Часть 2
Для значительной части верующих предложение поставить светский закон выше шариата воспринимается как форма отступничества. Там, где ислам выступает не как культурный фон, а как всеобъемлющая система, разделение на «частное» и «публичное» оказывается искусственным и не принимается изнутри. В результате вместо интеграции по западному сценарию - «живи, как хочешь, только соблюдай общие правила» - мы сталкиваемся с обратной динамикой: требования адаптировать сами общественные институты, право, пространство символов под религиозные нормы. То, что в европейском сознании представлялось взаимным обменом и компромиссом, в части исламских сред воспринимается как одностороннее навязывание чуждого и нечистого порядка, который должен быть либо отвергнут, либо подчинен.
Эта ценностная несовместимость особенно резко проявилась на фоне миграционных волн и политики мультикультурализма. Западный проект исходил из допущения, что культурное многообразие, подкрепленное социальным государством, создаст «плавильный котел», где исходные различия постепенно размоются. Но там, где религия не ограничивается символическими практиками, а задает всеобъемлющий код повседневности, мультикультурализм превратился не в интеграцию, а в систему параллельных миров. Внутри принимающего общества формируются анклавы с собственной нормой, и чем сильнее давление на них ассимилироваться, тем легче радикальным проповедникам превращать любое требование светского государства в доказательство «войны против ислама».

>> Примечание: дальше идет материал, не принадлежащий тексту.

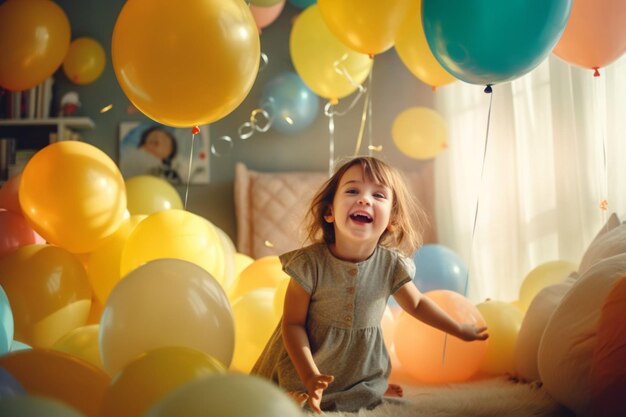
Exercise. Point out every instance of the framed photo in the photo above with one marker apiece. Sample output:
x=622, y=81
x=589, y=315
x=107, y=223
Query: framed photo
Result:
x=150, y=148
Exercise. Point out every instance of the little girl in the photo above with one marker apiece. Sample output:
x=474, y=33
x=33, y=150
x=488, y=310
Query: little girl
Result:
x=328, y=350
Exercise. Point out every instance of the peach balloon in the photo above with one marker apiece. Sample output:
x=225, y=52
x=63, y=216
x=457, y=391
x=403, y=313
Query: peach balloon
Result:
x=431, y=356
x=57, y=375
x=595, y=33
x=48, y=290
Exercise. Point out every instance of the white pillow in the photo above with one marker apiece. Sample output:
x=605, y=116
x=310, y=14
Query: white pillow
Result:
x=567, y=345
x=610, y=241
x=533, y=325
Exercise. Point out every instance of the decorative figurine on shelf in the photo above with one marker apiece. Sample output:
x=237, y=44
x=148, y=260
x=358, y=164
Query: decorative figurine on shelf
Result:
x=69, y=104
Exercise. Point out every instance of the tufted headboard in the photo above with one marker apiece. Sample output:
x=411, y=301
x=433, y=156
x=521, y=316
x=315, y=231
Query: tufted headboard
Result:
x=270, y=207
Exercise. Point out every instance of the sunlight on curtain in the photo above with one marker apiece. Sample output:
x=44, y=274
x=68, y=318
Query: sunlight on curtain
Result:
x=554, y=147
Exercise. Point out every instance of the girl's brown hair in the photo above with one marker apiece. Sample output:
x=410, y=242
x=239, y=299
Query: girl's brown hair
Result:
x=407, y=218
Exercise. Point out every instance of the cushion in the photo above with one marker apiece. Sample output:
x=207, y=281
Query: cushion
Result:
x=610, y=240
x=533, y=325
x=270, y=207
x=567, y=345
x=608, y=364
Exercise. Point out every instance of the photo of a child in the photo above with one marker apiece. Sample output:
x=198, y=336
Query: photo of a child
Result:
x=154, y=149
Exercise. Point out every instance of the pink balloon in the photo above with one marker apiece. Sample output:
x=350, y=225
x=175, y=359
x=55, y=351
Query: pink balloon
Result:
x=595, y=34
x=265, y=16
x=16, y=232
x=8, y=194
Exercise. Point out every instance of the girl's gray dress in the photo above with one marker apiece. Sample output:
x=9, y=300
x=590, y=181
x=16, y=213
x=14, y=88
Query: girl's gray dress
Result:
x=343, y=324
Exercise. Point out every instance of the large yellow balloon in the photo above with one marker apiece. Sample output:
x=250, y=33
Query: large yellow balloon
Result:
x=48, y=291
x=84, y=61
x=148, y=194
x=327, y=66
x=414, y=51
x=166, y=302
x=103, y=264
x=504, y=321
x=265, y=272
x=367, y=26
x=548, y=273
x=255, y=321
x=152, y=375
x=175, y=234
x=187, y=62
x=73, y=194
x=82, y=342
x=419, y=133
x=34, y=38
x=57, y=375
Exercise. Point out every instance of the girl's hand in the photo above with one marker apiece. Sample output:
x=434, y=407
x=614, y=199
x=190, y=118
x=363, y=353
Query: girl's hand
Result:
x=470, y=332
x=315, y=385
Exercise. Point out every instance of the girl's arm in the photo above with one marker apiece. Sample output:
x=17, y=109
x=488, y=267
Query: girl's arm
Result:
x=296, y=342
x=426, y=310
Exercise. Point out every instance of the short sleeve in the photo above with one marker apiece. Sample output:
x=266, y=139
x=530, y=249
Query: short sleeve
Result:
x=404, y=272
x=299, y=266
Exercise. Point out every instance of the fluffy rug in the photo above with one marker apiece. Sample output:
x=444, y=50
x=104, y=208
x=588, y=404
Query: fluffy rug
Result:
x=484, y=398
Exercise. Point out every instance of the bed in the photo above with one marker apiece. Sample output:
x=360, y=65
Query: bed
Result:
x=572, y=335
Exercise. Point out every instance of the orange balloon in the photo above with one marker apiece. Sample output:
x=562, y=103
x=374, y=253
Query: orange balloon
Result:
x=188, y=62
x=414, y=52
x=84, y=61
x=60, y=376
x=366, y=26
x=73, y=194
x=34, y=38
x=429, y=355
x=595, y=33
x=149, y=377
x=48, y=291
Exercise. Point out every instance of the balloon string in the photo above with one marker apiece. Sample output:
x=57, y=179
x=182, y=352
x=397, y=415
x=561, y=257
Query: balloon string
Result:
x=600, y=131
x=328, y=110
x=194, y=132
x=364, y=114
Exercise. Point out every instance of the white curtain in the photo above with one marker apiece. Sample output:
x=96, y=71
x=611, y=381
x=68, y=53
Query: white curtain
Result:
x=553, y=153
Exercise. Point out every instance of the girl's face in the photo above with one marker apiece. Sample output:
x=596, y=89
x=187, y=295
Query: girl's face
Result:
x=361, y=208
x=159, y=144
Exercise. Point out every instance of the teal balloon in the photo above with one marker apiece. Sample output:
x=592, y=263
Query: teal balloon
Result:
x=302, y=4
x=493, y=41
x=6, y=323
x=292, y=106
x=439, y=268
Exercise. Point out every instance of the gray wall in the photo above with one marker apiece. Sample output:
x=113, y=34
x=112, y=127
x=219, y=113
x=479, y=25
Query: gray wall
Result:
x=394, y=89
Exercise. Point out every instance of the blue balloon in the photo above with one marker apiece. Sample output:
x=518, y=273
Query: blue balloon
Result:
x=493, y=41
x=292, y=106
x=439, y=268
x=9, y=386
x=6, y=323
x=302, y=4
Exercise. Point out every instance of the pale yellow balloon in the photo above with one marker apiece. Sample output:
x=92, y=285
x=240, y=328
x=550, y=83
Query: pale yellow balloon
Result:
x=414, y=52
x=255, y=321
x=548, y=273
x=175, y=234
x=103, y=264
x=82, y=342
x=279, y=297
x=148, y=194
x=153, y=375
x=503, y=321
x=265, y=272
x=327, y=66
x=420, y=133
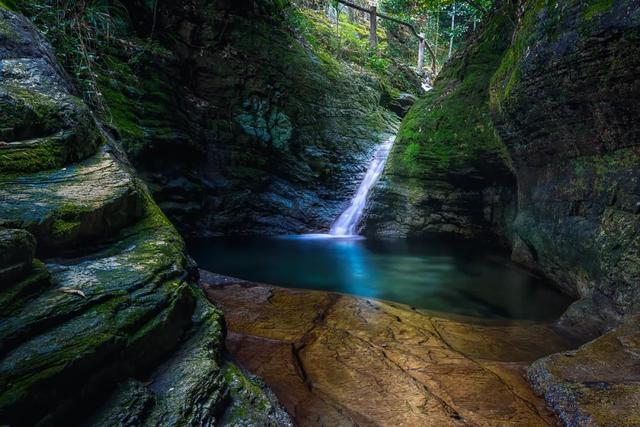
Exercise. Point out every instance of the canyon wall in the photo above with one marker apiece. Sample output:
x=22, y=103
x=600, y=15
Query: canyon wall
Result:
x=531, y=132
x=101, y=318
x=550, y=137
x=244, y=119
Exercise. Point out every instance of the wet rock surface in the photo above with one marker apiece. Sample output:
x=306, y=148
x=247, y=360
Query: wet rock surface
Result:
x=563, y=109
x=101, y=321
x=340, y=360
x=448, y=171
x=597, y=384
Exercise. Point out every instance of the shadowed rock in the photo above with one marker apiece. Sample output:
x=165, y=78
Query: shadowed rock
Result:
x=340, y=360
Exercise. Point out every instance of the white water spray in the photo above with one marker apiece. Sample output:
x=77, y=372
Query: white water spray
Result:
x=347, y=222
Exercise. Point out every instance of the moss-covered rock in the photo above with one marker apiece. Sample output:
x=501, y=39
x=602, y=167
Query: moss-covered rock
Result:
x=449, y=171
x=240, y=118
x=116, y=297
x=561, y=100
x=597, y=384
x=17, y=248
x=43, y=125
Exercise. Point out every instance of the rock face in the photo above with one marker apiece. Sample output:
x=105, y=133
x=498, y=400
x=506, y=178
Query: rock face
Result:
x=558, y=129
x=562, y=103
x=527, y=134
x=250, y=127
x=341, y=360
x=106, y=329
x=597, y=384
x=448, y=171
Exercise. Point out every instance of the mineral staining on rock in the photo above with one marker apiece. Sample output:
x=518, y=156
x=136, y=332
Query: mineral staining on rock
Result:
x=546, y=99
x=113, y=316
x=449, y=172
x=341, y=360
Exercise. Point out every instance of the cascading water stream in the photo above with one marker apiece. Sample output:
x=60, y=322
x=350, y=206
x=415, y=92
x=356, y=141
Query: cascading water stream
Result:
x=347, y=222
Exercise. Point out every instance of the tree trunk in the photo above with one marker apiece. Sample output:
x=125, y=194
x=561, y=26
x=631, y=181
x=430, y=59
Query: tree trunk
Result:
x=453, y=26
x=373, y=27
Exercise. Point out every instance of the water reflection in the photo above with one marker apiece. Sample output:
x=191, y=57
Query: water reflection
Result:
x=445, y=276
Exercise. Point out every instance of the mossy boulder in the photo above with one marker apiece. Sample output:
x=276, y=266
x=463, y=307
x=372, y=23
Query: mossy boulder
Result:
x=43, y=125
x=449, y=171
x=116, y=299
x=17, y=248
x=241, y=119
x=597, y=384
x=562, y=102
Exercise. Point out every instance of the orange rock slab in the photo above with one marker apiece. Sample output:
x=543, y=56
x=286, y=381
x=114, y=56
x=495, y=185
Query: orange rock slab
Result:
x=339, y=360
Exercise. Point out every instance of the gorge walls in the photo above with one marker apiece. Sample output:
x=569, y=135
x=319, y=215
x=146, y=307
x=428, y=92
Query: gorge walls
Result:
x=101, y=318
x=564, y=106
x=254, y=125
x=531, y=132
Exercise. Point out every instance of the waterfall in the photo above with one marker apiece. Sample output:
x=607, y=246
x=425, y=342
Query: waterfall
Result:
x=347, y=222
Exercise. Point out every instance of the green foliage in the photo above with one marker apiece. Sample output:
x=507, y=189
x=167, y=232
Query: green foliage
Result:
x=433, y=18
x=451, y=128
x=78, y=29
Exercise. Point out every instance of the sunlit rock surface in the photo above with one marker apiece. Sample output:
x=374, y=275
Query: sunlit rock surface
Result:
x=340, y=360
x=111, y=328
x=597, y=384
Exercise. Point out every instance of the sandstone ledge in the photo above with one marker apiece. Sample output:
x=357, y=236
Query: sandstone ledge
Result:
x=340, y=360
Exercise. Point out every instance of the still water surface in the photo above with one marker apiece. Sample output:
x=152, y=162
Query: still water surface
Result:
x=454, y=277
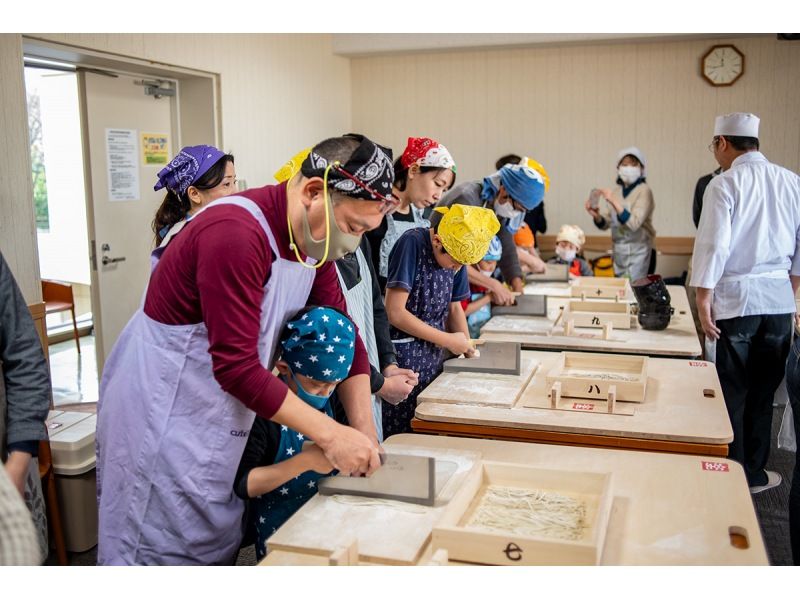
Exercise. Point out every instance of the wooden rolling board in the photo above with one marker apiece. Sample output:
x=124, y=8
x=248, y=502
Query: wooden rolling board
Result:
x=474, y=388
x=387, y=532
x=564, y=290
x=667, y=509
x=675, y=409
x=679, y=339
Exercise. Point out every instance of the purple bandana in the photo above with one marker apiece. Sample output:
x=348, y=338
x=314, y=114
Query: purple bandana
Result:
x=190, y=164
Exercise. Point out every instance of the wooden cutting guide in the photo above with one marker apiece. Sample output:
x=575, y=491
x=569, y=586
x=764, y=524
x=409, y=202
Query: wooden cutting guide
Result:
x=679, y=339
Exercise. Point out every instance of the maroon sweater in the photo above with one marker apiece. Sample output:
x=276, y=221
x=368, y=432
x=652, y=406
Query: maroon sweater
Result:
x=214, y=271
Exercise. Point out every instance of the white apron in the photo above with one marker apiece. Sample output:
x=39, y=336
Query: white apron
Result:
x=359, y=306
x=169, y=439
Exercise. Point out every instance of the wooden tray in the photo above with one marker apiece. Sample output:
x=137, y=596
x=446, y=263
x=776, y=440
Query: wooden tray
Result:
x=573, y=371
x=385, y=532
x=596, y=314
x=478, y=545
x=600, y=287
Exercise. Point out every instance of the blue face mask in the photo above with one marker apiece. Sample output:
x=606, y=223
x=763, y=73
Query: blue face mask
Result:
x=316, y=401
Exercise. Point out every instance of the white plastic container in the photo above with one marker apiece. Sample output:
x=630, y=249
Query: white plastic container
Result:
x=72, y=441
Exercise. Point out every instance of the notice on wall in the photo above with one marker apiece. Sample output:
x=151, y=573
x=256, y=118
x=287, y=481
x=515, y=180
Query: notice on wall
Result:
x=122, y=152
x=155, y=149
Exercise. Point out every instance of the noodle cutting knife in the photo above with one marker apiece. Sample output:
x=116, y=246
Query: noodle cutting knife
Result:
x=407, y=478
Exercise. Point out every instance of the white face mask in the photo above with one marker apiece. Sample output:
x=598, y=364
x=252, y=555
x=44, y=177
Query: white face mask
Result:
x=565, y=254
x=629, y=174
x=506, y=210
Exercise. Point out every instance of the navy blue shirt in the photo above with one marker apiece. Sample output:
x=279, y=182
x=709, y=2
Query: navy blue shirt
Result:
x=406, y=255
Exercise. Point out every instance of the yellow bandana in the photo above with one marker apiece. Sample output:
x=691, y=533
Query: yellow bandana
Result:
x=531, y=163
x=292, y=167
x=466, y=231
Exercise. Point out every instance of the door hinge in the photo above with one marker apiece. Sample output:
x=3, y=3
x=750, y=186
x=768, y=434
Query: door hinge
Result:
x=157, y=88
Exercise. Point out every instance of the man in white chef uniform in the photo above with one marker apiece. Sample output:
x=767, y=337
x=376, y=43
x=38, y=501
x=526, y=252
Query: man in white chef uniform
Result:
x=746, y=268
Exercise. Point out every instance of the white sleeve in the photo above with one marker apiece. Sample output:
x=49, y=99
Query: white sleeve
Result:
x=713, y=240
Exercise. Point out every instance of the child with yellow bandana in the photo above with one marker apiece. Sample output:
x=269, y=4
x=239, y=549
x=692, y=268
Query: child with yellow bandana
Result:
x=425, y=286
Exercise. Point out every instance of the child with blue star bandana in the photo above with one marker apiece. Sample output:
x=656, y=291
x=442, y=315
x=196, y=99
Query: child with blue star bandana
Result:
x=276, y=475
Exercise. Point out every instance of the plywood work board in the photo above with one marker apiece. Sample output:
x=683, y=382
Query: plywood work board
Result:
x=683, y=411
x=667, y=509
x=679, y=339
x=472, y=388
x=387, y=532
x=564, y=289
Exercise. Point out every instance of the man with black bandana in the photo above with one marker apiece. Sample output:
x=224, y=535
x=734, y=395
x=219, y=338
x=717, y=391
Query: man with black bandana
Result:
x=192, y=368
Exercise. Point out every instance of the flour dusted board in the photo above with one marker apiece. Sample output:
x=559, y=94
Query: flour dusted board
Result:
x=387, y=532
x=552, y=273
x=536, y=538
x=600, y=287
x=591, y=375
x=474, y=388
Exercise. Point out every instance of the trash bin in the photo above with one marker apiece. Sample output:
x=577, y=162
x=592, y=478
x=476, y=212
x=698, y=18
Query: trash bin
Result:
x=72, y=444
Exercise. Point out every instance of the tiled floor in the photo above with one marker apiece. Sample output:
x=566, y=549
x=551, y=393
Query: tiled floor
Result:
x=74, y=375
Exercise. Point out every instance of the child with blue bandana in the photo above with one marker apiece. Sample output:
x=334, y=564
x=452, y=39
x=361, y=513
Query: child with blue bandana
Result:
x=277, y=475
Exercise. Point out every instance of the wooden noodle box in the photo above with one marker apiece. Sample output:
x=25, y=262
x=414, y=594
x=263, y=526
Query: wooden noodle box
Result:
x=600, y=287
x=574, y=371
x=552, y=273
x=501, y=547
x=596, y=314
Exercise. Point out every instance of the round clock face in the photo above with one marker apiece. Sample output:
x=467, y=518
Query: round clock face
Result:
x=723, y=65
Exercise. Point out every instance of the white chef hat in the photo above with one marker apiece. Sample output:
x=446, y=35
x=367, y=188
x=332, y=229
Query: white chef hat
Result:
x=632, y=151
x=737, y=124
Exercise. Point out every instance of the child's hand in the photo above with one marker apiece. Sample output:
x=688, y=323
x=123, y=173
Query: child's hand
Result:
x=316, y=458
x=395, y=389
x=457, y=343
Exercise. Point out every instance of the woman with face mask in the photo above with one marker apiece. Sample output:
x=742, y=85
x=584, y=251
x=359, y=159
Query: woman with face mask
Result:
x=509, y=192
x=193, y=367
x=422, y=175
x=194, y=178
x=628, y=212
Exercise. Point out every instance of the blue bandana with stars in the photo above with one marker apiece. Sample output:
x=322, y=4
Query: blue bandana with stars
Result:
x=321, y=344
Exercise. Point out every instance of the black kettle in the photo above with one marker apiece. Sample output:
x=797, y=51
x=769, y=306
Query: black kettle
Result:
x=653, y=298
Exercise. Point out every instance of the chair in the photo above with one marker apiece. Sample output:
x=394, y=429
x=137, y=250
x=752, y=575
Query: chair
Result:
x=58, y=297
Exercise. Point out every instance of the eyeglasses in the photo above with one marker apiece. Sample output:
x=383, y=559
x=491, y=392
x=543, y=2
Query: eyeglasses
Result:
x=388, y=203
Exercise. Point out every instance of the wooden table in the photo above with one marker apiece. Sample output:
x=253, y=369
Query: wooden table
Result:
x=677, y=416
x=667, y=509
x=679, y=339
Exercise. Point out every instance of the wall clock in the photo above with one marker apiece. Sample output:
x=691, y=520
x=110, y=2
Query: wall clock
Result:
x=722, y=65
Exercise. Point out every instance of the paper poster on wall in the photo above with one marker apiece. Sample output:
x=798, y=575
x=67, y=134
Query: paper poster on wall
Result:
x=122, y=152
x=155, y=149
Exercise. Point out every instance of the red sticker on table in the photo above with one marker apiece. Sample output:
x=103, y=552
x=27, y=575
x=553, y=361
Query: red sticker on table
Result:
x=714, y=466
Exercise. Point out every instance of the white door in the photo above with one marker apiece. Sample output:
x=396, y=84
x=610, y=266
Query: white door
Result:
x=121, y=129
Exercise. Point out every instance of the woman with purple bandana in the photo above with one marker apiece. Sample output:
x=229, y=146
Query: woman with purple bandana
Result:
x=194, y=178
x=193, y=367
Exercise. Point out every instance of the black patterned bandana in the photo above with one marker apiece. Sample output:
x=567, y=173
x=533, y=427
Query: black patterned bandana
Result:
x=368, y=174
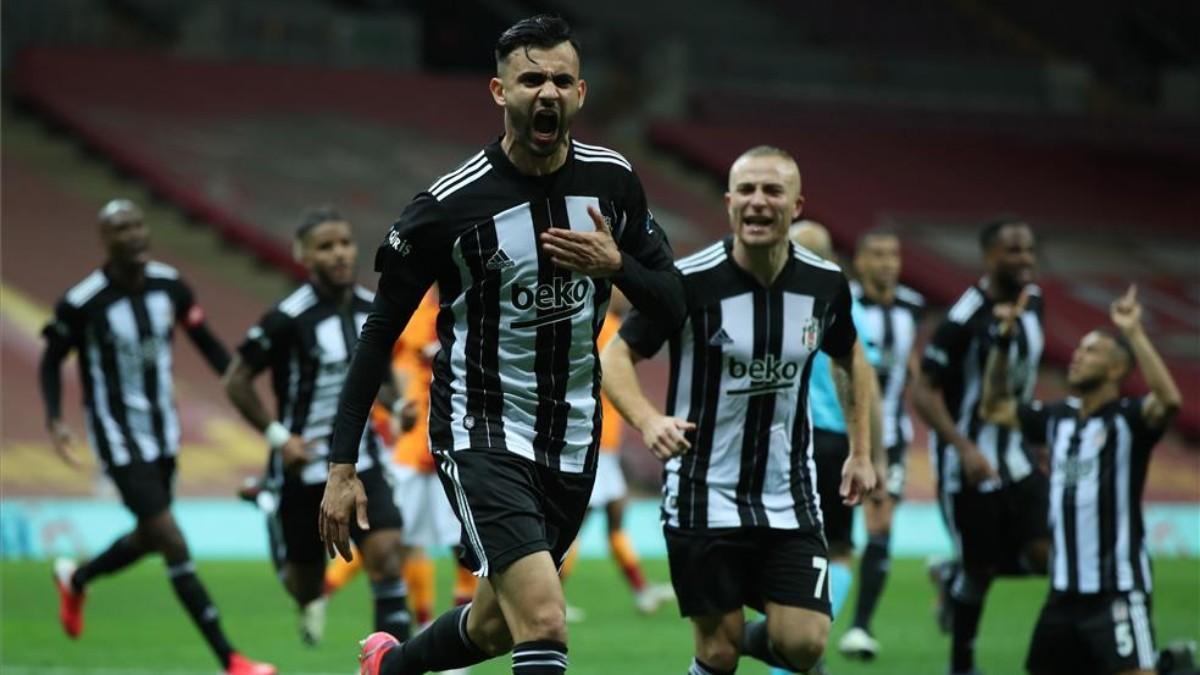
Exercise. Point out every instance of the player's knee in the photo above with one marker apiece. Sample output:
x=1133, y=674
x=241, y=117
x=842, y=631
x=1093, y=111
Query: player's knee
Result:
x=162, y=535
x=490, y=632
x=721, y=655
x=545, y=622
x=802, y=645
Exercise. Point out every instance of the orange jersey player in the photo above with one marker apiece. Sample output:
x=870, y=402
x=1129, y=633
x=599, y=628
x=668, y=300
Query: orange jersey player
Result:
x=611, y=493
x=429, y=519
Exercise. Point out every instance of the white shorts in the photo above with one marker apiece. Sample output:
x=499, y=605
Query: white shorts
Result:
x=429, y=519
x=610, y=481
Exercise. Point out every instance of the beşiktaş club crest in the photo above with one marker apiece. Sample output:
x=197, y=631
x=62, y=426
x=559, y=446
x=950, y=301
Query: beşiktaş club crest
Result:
x=810, y=333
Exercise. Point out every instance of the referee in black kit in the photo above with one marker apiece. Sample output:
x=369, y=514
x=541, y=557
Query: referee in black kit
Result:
x=525, y=240
x=121, y=320
x=1097, y=617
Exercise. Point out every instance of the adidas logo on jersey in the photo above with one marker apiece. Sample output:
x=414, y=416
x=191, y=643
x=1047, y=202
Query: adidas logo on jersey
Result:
x=720, y=339
x=556, y=300
x=499, y=260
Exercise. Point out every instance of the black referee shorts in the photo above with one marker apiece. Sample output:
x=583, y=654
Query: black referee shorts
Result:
x=993, y=529
x=719, y=571
x=1101, y=633
x=148, y=488
x=299, y=512
x=511, y=507
x=829, y=453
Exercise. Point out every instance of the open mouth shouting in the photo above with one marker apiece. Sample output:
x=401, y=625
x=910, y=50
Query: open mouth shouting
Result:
x=757, y=223
x=545, y=126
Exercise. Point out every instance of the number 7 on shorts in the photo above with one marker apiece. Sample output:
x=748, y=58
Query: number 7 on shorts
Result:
x=821, y=566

На этом фоне особенно показательным выглядит контраст между Западной и Восточной Европой. В странах, сознательно отказавшихся от широкого приема мигрантов из исламского мира, - вроде Польши и Венгрии - уровень религиозно мотивированного политического насилия и террористической угрозы на порядок ниже, чем в Германии, Франции или Швеции. Это не означает, что там нет преступности или насилия - оно есть, но носит преимущественно бытовой характер, связанный с алкоголем, социальными конфликтами, внутренним криминалом. Бытовое насилие, как бы оно ни было неприятно, почти не обладает мобилизационным потенциалом: оно не превращается в массовое движение «ради идеи», не формирует сетей, готовых умирать за метафизическую цель. И наоборот, политическое насилие, вдохновленное религиозным или идеологическим мифом, немедленно выстраивает вокруг себя нарратив фронта, долга, чести, спасения. Из единичного акта оно превращается в символ, из символа - в пример, а из примера - в инструмент рекрутирования.
Вторая трещина в либеральной конструкции проходит по линии экономики. Построенный после войны европейский «welfare state» предполагал перераспределение ресурсов от работающего большинства к тем, кто временно или постоянно нуждается в поддержке, при этом молчаливо подразумевалось, что все участники игры разделяют базовый общественный договор: они признают легитимность институтов, законов и культурных норм. Массовая миграция, особенно при слабой интеграции на рынке труда, этот контракт взрывает. С точки зрения «сухой бухгалтерии» человек, который не работает и живет на пособия, становится чистым потребителем бюджета. Если эта группа небольшая и идет по линии «своих» (пожилые, временно безработные, инвалиды), общество воспринимает перераспределение как часть солидарности. Но когда значительная доля реципиентов воспринимается как внешняя, культурно чужая и, к тому же, демонстративно не принимающая местные нормы, механизм легитимности ломается. Налогоплательщик начинает ощущать, что его принуждают финансировать не социальную ткань, а рост анклавов, часть которых враждебно относится к самому существованию общества, которое их содержит.
Эта экономическая трещина соединяется с ценностной и политической. Наличие слоя мигрантов, которые с высокой вероятностью останутся чистыми реципиентами бюджета, да еще и с иным ценностным ядром, воспринимается не как «инвестиция в будущее», а как принудительное перераспределение в пользу потенциально враждебной среды. Как акт национального предательства и внутреннего заговора о замещении.